在某些用例中,我发现我可以从查询中消除?type属性路径表达式.在这种情况下,性能提高了两个数量级:

In some use cases, I found that I could eliminate the ?type property path expression from the query. In one such case, performance improved by two orders of magnitude:

WHERE
  { 
    ?this_0  rdf:type        gj:Country ;
             gn:countryCode  "US"
    # each of these blocks is executed as a standalone query in the engine
    OPTIONAL
      { ?this_0  gn:countryCode  ?countryCode_1}
    OPTIONAL
      { ?this_0  gn:name  ?name_2}
    OPTIONAL
      { ?this_0 gj:cscId  ?cscId_3} 
  }

由于此解决方案更改了查询的输出,因此不能解决我们所有的用例.

Since this solution changes the output of the query, it doesn't solve all of our use cases.

似乎问题不在于OPTIONAL本身,而是与使查询计划程序混淆的属性路径表达式有关,因此,OPTIONAL块中的属性被独立查找(这是不起作用的).

It seems that the problem is not with the OPTIONALs per se, but has something to do with the property path expression confusing the query planner, so that the properties in the OPTIONAL blocks are looked up indepedently (which is not performant).

推荐答案

查询优化器依赖于使用统计信息来确定最佳操作顺序.通常,会使用限制性三元模式来使用散点联接来限制进一步的操作.

The query optimizer relies on using statistics to determine the best order for operations. Often there will be a restrictive triple pattern that can be used to restrict further operations using a scatter join.

就您而言,统计数据并未提供如此明显的限制性三重模式.通过在三元值统计信息输出中查看,字符串"US"作为对象出现2061783次-因此并没有严格的限制.

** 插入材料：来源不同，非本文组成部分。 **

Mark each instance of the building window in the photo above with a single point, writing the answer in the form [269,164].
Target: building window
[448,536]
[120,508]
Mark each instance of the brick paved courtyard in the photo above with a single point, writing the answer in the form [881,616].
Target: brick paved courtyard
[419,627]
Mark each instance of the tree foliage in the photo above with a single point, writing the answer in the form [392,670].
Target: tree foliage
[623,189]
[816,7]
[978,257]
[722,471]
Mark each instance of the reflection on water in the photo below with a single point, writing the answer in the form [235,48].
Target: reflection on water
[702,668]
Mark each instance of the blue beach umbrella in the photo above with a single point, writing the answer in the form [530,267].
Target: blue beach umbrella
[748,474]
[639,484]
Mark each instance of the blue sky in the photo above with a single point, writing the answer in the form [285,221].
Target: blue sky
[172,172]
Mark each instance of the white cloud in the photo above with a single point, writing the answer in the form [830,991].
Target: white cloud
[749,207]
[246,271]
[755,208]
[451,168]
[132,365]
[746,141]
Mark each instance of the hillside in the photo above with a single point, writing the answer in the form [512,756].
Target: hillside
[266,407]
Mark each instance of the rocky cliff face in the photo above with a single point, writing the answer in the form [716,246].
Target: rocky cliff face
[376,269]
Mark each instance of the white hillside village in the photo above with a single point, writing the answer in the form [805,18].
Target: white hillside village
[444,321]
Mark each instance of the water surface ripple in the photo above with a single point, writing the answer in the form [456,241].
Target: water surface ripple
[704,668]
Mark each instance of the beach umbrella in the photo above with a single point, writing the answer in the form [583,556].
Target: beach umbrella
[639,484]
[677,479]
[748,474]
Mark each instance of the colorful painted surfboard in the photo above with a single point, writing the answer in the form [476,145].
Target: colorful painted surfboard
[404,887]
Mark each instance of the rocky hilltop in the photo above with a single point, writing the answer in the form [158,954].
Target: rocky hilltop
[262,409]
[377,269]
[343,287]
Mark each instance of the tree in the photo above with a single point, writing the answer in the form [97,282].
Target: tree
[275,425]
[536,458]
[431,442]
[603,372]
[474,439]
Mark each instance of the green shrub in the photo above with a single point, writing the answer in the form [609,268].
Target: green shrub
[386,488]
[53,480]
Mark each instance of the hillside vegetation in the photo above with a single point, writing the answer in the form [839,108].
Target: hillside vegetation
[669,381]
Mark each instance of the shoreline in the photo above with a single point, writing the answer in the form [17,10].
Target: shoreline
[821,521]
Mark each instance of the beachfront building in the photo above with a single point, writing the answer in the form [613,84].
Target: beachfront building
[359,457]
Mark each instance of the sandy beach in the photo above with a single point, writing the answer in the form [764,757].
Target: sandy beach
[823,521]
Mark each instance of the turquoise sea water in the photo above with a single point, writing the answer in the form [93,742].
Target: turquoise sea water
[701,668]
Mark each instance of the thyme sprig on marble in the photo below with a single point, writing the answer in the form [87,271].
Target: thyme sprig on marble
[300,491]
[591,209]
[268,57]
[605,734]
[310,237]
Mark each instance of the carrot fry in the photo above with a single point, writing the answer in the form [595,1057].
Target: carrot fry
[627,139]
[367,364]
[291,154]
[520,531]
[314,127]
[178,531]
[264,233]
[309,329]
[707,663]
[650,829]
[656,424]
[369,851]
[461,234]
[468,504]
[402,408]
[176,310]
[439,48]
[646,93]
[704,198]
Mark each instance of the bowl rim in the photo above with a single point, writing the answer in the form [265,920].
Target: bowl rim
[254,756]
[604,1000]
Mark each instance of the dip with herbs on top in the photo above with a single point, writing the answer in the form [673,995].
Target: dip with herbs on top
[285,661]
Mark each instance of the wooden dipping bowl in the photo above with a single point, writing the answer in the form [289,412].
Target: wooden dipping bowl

In your case, the statistics don't provide such an obvious restrictive triple pattern. You can see by looking in the triple value statistics output that the string "US" occurs 2061783 times as an object - so that's not terribly restrictive.

gj:Country IRI是限制性的(在对象位置是179倍),但是不幸的是,您需要在传递闭包运算符的右侧使用它.很难预测传递闭包运算符将返回多少结果,因为它很大程度上取决于实际数据.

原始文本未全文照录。